E como está esse pequenucho?

  • No início de janeiro ele começou a se revoltar nas trocas de fraldas, aproveitamos que vinham as férias e resolvemos nos aventurar num desfralde.
  • Três semanas e muitos (muitos!) xixis no chão (e cocos também) depois, acho que estamos no caminho. Depois conto em detalhes como foi e como tem sido.
  • O menino passa 90% do dia pelado. Tanto que já está até perdendo a marquinha de sol do bumbum!
  • Por falar em marquinha, está puro bronze, resgatando suas origens africanas, e com cabelos dourados (ressaltando a ascendência polonesa, porque não?).
  • Está um tagarela, não para de falar e de fazer perguntas um segundo sequer (help 2): o papai não tem mamá? não tem? não tem mamãe? só a mamãe? é?

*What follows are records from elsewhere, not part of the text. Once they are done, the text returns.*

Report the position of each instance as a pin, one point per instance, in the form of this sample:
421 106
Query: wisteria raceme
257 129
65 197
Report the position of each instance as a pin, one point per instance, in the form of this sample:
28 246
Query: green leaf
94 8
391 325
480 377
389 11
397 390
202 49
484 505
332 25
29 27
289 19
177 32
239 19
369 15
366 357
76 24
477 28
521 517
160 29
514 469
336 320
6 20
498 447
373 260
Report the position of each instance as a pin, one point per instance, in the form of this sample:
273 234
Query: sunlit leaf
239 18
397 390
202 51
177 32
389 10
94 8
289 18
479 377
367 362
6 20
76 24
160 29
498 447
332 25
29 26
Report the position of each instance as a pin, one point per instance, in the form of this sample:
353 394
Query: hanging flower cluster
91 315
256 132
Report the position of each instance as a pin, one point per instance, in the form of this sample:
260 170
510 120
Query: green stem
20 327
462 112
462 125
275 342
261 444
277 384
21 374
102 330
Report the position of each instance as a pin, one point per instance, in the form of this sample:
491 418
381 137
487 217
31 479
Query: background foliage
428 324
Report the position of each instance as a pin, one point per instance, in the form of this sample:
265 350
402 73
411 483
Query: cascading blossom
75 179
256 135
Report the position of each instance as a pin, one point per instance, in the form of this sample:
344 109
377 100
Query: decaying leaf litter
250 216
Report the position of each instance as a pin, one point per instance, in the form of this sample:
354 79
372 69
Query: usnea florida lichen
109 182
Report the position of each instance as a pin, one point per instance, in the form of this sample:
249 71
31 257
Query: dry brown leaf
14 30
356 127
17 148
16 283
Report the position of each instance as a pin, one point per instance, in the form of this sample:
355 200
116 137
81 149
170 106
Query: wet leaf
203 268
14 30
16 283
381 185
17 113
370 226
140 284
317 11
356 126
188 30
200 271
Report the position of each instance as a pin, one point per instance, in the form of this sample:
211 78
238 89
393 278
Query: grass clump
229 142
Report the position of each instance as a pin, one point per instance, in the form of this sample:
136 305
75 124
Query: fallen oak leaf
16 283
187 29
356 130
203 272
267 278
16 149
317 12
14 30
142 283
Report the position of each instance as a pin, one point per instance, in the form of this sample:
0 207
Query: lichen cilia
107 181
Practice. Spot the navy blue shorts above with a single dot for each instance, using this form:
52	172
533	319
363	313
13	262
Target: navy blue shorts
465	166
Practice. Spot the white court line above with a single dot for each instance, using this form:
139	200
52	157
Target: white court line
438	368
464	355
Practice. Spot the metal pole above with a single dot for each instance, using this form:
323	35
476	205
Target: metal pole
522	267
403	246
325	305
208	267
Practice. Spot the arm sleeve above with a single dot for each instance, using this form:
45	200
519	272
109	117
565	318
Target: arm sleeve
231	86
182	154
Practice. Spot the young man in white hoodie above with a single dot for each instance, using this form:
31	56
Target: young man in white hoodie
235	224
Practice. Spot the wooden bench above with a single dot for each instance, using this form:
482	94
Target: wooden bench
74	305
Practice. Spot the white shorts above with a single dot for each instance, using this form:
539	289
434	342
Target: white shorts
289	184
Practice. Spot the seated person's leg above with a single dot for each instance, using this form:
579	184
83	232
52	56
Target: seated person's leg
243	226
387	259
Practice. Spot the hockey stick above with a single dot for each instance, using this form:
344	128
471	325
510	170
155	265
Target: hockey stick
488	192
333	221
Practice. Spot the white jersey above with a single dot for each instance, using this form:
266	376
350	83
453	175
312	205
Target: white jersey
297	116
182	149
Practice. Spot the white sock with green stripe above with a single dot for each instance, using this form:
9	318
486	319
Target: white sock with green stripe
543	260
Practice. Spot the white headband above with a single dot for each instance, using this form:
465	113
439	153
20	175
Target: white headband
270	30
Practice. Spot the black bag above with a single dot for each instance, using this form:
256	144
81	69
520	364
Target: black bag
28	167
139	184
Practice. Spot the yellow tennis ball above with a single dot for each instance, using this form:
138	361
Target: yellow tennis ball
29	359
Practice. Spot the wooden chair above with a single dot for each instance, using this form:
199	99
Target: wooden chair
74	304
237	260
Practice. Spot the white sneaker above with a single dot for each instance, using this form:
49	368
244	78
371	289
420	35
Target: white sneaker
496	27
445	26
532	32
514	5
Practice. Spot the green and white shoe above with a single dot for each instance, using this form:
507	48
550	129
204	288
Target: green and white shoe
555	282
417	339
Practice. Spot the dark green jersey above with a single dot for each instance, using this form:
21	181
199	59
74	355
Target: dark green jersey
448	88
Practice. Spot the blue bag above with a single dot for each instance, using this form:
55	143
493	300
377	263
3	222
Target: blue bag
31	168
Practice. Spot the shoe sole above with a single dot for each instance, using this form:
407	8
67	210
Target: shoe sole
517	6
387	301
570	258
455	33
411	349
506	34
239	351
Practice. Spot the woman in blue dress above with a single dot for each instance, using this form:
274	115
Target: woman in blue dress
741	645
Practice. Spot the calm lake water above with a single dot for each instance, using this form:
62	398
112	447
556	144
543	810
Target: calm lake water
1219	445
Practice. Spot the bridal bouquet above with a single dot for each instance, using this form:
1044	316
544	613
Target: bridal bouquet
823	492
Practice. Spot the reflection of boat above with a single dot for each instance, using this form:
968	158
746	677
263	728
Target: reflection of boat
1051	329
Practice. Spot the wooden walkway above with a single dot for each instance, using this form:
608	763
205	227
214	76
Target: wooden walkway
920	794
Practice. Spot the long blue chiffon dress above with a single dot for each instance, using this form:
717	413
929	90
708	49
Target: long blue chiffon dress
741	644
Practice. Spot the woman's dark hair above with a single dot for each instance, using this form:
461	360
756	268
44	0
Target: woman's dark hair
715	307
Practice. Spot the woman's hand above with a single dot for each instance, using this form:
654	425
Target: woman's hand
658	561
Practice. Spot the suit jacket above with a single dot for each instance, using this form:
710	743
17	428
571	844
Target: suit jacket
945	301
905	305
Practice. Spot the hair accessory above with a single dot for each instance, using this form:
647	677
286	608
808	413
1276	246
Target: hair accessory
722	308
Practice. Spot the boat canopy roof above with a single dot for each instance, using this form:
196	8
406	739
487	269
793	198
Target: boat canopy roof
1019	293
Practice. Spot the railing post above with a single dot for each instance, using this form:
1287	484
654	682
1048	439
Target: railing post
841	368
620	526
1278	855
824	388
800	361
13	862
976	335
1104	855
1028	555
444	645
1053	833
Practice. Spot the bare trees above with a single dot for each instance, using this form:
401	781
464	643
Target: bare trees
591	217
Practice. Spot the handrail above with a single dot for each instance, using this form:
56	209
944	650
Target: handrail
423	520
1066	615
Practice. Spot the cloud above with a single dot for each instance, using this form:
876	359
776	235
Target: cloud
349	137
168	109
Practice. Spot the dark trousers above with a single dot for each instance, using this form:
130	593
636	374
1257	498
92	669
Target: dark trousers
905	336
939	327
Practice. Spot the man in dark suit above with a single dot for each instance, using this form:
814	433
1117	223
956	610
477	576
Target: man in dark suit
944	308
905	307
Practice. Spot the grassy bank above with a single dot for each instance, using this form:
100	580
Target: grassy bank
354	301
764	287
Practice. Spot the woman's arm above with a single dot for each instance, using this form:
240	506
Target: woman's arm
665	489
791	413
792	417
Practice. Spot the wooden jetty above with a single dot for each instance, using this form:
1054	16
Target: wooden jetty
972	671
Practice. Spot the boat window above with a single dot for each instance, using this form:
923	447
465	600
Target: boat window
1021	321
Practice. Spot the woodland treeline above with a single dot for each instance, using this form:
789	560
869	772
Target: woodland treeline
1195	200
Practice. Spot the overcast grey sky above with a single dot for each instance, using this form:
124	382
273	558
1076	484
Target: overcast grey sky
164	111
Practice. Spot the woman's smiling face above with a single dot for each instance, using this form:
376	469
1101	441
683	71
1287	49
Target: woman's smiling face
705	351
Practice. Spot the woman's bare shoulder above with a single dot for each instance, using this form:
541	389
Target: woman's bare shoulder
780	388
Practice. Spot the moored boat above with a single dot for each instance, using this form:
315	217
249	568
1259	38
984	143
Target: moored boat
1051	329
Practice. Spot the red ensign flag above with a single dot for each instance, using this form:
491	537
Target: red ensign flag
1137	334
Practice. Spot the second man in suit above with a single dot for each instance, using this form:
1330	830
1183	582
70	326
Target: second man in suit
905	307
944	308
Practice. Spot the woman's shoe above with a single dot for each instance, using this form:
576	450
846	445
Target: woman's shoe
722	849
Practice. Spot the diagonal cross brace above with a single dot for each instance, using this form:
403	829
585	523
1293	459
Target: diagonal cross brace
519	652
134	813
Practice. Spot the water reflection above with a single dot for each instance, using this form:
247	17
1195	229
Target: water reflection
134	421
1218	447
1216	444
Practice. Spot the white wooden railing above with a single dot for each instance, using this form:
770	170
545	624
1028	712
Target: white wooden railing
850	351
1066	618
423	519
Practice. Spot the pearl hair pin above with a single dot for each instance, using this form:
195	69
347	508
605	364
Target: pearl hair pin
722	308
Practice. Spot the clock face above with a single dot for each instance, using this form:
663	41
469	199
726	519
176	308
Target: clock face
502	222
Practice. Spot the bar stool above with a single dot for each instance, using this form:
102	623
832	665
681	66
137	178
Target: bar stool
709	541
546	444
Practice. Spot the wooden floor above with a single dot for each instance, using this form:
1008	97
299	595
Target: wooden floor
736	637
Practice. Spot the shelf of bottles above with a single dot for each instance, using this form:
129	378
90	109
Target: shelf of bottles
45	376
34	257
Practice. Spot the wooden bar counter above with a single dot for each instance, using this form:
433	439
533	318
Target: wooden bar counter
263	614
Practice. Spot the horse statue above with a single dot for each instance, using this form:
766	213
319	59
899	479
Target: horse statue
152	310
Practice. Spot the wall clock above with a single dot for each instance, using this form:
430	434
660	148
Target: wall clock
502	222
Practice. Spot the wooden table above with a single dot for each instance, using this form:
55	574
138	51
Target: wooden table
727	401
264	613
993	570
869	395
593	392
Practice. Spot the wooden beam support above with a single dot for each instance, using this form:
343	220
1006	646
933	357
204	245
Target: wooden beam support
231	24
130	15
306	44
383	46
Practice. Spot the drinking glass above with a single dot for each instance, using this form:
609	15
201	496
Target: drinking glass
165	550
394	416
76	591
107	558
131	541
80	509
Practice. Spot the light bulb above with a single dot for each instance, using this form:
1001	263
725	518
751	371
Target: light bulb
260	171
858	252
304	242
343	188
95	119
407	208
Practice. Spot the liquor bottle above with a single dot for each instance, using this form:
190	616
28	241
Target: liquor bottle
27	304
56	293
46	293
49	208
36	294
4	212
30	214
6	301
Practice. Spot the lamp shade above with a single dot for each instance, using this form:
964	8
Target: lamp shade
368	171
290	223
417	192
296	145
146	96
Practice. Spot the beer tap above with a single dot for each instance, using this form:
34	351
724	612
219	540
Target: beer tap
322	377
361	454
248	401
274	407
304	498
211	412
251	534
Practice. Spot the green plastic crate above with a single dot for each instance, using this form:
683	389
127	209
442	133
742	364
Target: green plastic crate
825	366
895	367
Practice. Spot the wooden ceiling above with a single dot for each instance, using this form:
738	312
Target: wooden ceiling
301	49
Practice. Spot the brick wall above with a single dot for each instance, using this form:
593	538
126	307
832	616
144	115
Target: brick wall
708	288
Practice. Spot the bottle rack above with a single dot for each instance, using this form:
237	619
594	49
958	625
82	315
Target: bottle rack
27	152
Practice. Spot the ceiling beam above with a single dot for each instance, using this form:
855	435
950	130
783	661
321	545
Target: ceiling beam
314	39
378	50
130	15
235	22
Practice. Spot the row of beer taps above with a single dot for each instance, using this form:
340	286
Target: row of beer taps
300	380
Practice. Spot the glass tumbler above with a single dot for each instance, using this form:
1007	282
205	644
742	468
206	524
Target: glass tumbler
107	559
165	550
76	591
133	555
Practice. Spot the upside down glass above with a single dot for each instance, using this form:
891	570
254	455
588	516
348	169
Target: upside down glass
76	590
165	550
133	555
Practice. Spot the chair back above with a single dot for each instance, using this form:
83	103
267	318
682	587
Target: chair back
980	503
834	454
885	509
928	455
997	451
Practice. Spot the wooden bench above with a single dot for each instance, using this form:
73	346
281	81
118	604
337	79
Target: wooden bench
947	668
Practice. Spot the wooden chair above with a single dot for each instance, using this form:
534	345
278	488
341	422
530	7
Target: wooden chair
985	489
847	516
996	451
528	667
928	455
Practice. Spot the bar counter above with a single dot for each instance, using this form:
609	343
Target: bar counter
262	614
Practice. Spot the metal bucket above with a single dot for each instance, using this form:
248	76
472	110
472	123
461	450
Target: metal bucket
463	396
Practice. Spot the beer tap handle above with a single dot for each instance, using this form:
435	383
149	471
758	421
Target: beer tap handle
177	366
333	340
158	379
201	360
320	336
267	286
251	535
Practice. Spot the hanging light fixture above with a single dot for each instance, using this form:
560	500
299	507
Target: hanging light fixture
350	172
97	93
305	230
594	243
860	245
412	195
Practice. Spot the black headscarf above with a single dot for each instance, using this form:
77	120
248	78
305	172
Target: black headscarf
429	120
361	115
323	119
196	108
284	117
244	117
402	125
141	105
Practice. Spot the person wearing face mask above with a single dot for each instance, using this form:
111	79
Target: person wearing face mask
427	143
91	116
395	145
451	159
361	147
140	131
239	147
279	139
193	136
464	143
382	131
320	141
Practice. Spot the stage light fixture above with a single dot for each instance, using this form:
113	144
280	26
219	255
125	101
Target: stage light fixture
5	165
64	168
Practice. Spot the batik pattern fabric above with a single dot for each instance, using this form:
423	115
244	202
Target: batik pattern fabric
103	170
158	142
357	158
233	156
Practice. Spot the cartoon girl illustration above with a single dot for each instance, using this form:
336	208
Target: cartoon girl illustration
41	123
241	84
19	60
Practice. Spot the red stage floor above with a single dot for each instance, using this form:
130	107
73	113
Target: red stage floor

O Marcelo tá dormindo? O Marcelo não qué mamar? O Marcelo tá dormindo com a tia Ana? O vovô viajou no avião? A mamãe voltou no avião? O avião memelho? Olha o aviãooo! Tchau avião, boa noite! O avião foi embora? Onde tá o outro avião? O avião azul?
  • Resolveu agora falar o R corretamente, coisa mais fofa: pteto (preto), badanco (branco), pdaia (praia).
  • As aulas da escola nova começam só dia 09/02 (help 3), mas ele sempre passa em frente e fala: olaaa a cola novaaa (olha a escola nova). Sempre. sempre. sempre.
  • Ainda mama.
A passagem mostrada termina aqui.